There are now 3 main steps:

  • a function to download the image from the selected file
  • a function to apply the object detection on the image and plot the boxes
  • a selector on the sidemenu to pick the input image

The first function is quick to implement :

@st.cache(show_spinner=False)
def read_img(img):
    image = cv2.imread(img, cv2.IMREAD_COLOR)
    image = image[:, :, [2, 1, 0]] # BGR -> RGB
    return image

Then, build the function to identify the bounding boxes.
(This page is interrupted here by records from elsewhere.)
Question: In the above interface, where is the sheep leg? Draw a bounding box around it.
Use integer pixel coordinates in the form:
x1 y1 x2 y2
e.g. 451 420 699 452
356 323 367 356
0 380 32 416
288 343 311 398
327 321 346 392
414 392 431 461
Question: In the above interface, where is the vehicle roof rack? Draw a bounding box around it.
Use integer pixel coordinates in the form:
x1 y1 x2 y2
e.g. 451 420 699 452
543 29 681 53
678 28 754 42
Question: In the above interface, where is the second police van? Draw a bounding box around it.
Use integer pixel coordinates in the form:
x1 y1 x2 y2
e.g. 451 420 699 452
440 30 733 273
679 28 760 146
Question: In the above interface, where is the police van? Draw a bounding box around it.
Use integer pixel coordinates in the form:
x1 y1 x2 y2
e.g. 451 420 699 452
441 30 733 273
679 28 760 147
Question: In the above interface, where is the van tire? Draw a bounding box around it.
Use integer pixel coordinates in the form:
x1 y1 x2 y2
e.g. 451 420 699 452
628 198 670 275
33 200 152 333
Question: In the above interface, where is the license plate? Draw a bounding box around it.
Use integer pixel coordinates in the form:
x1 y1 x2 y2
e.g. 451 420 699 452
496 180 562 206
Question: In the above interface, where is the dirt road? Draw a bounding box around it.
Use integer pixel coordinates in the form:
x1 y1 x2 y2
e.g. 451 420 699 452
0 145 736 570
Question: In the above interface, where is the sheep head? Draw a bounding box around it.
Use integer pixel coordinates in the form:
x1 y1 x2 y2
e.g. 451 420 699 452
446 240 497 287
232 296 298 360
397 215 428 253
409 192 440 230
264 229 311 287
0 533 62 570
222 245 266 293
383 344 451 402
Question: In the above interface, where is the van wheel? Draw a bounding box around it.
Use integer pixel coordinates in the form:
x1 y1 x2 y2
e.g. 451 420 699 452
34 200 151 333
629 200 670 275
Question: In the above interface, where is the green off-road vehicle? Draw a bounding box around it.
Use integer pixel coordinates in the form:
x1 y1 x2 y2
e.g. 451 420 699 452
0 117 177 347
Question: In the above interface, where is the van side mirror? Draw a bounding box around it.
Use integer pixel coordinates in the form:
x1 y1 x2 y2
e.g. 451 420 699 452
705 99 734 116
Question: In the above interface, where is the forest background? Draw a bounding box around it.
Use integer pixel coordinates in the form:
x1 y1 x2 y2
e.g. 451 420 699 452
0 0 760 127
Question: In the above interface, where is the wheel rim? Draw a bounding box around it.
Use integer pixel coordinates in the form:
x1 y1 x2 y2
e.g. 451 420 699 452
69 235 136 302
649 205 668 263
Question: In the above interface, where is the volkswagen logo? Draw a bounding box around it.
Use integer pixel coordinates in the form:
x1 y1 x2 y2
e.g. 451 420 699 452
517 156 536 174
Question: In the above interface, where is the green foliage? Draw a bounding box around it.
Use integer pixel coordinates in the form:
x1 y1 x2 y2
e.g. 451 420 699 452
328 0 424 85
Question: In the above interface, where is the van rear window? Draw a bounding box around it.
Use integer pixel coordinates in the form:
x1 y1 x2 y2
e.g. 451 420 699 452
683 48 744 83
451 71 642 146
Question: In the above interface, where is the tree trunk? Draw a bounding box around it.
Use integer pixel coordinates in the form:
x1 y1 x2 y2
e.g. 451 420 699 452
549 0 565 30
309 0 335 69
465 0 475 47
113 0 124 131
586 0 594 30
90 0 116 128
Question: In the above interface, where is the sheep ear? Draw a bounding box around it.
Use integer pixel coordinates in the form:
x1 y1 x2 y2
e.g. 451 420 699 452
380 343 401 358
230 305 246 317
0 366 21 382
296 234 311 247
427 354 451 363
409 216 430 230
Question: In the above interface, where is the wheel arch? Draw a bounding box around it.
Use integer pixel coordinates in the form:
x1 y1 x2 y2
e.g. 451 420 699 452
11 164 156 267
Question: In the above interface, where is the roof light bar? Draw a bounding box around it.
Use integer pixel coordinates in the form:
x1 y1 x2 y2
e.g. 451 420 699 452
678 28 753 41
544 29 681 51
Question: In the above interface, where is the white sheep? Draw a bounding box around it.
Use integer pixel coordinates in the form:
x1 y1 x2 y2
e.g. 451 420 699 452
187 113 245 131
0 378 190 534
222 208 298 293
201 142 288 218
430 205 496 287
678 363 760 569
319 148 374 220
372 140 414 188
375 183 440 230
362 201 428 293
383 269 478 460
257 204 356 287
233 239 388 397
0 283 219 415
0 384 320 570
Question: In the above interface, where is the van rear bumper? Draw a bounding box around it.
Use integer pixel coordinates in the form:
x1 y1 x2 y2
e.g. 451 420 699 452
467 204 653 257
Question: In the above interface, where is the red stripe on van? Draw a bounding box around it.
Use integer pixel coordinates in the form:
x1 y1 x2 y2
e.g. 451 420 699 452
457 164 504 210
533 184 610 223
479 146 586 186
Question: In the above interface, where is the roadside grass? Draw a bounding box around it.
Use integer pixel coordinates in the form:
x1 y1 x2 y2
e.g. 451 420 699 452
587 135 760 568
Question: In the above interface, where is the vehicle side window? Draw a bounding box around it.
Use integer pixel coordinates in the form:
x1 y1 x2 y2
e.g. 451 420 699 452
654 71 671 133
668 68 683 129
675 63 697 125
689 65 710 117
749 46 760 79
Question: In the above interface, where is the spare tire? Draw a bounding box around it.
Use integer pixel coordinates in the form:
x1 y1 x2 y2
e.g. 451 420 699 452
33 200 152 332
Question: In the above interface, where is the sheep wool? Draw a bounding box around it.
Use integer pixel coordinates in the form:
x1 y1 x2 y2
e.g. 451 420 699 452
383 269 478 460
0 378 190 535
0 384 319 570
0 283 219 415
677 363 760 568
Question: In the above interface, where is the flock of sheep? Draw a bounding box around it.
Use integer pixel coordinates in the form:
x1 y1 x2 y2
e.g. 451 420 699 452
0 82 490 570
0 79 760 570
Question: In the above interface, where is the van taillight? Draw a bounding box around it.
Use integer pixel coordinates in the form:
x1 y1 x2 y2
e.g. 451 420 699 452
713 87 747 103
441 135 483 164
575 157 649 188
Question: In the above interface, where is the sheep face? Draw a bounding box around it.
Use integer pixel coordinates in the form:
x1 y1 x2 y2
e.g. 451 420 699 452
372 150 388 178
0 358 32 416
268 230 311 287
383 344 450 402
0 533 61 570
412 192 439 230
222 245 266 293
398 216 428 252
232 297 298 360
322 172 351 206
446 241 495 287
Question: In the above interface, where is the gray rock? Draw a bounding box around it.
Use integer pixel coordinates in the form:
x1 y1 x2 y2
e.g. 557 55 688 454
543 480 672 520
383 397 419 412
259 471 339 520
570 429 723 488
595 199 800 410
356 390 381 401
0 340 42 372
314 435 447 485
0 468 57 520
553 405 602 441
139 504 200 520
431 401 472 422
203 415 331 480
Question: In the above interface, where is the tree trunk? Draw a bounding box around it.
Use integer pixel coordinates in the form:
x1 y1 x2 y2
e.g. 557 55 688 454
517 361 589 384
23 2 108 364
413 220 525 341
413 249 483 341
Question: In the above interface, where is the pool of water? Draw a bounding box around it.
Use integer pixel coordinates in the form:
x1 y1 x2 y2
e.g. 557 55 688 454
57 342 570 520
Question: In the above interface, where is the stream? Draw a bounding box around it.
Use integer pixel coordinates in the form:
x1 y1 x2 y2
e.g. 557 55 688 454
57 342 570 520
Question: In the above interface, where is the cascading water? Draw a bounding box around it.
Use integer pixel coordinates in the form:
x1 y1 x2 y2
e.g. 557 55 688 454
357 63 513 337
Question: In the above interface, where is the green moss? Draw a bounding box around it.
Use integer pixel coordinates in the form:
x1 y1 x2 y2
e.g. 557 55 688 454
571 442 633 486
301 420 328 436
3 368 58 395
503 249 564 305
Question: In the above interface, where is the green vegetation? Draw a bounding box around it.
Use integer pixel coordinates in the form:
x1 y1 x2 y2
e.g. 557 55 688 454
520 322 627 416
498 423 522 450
The code is commented in order to understandd the key steps.

def yolo_v3(image, confidence_threshold=0.5, overlap_threshold=0.3):

	# Load model architecture
    net = cv2.dnn.readNetFromDarknet("yolov3.cfg", "yolov3.weights")
    output_layer_names = net.getLayerNames()
    output_layer_names = [output_layer_names[i[0] - 1] for i in net.getUnconnectedOutLayers()]

    # Set input and get output
    blob = cv2.dnn.blobFromImage(image, 1 / 255.0, (416, 416), swapRB=True, crop=False)
    net.setInput(blob)
    layer_outputs = net.forward(output_layer_names)

    boxes, confidences, class_IDs = [], [], []
    H, W = image.shape[:2]

    # For each detected object, compute the box, find the score, ignore if below
    for output in layer_outputs:
        for detection in output:
            scores = detection[5:]
            classID = np.argmax(scores)
            confidence = scores[classID]
            if confidence > confidence_threshold:
                box = detection[0:4] * np.array([W, H, W, H])
                centerX, centerY, width, height = box.astype("int")
                x, y = int(centerX - (width / 2)), int(centerY - (height / 2))
                boxes.append([x, y, int(width), int(height)])
                confidences.append(float(confidence))
                class_IDs.append(classID)

    # Write the name of detected objects above image
    f = open("classes.txt", "r")
    f = f.readlines()
    f = [line.rstrip('\n') for line in list(f)]
    try:
    	st.subheader("Detected objects: " + ', '.join(list(set([f[obj] for obj in class_IDs]))))
    except IndexError:
    	st.write("Nothing detected")

    # Apply non-max suppression to identify best bounding box
    indices = cv2.dnn.NMSBoxes(boxes, confidences, confidence_threshold, overlap_threshold)
    xmin, xmax, ymin, ymax, labels = [], [], [], [], []
    
    if len(indices) > 0:
        for i in indices.flatten():
            x, y, w, h = boxes[i][0], boxes[i][1], boxes[i][2], boxes[i][3]
            xmin.append(x)
            ymin.append(y)
            xmax.append(x+w)
            ymax.append(y+h)
    boxes = pd.DataFrame({"xmin": xmin, "ymin": ymin, "xmax": xmax, "ymax": ymax})

    # Add a layer on top on a detected object 
	LABEL_COLORS = [0, 255, 0]
	image_with_boxes = image.astype(np.float64)
	for _, (xmin, ymin, xmax, ymax) in boxes.iterrows():
		image_with_boxes[int(ymin):int(ymax),int(xmin):int(xmax),:] += LABEL_COLORS
		image_with_boxes[int(ymin):int(ymax),int(xmin):int(xmax),:] /= 2

	# Display the final image
	st.image(image_with_boxes.astype(np.uint8), use_column_width=True)

Finally, let the user choose from several inout images such as car images, people, animals or a meeting, and run your pipeline on top of it.

img_type = st.sidebar.selectbox("Select image type?", ['Cars', 'People', 'Animals', "Meeting"])

if img_type == 'People':
    image_url = "images/people.jpg"
elif img_type == 'Cars':
    image_url = "images/cars.jpg"
elif img_type == 'Animals':
    image_url = "images/animal.jpg"
elif img_type == 'Meeting':
    image_url = "images/meeting.jpg"

image = read_img(image_url)

# Get the boxes for the objects detected by YOLO by running the YOLO model.
yolo_v3(image, confidence_threshold)

Finally, to run your Streamlit app, supposing that you called your app “app.py”, simply run :

streamlit run app.py

And you should be able to see this:

image

Conclusion : This project is adapted from Streamlit’s demo of Yolo. I tried to make the overall steps easier to understand, and executable on your own images.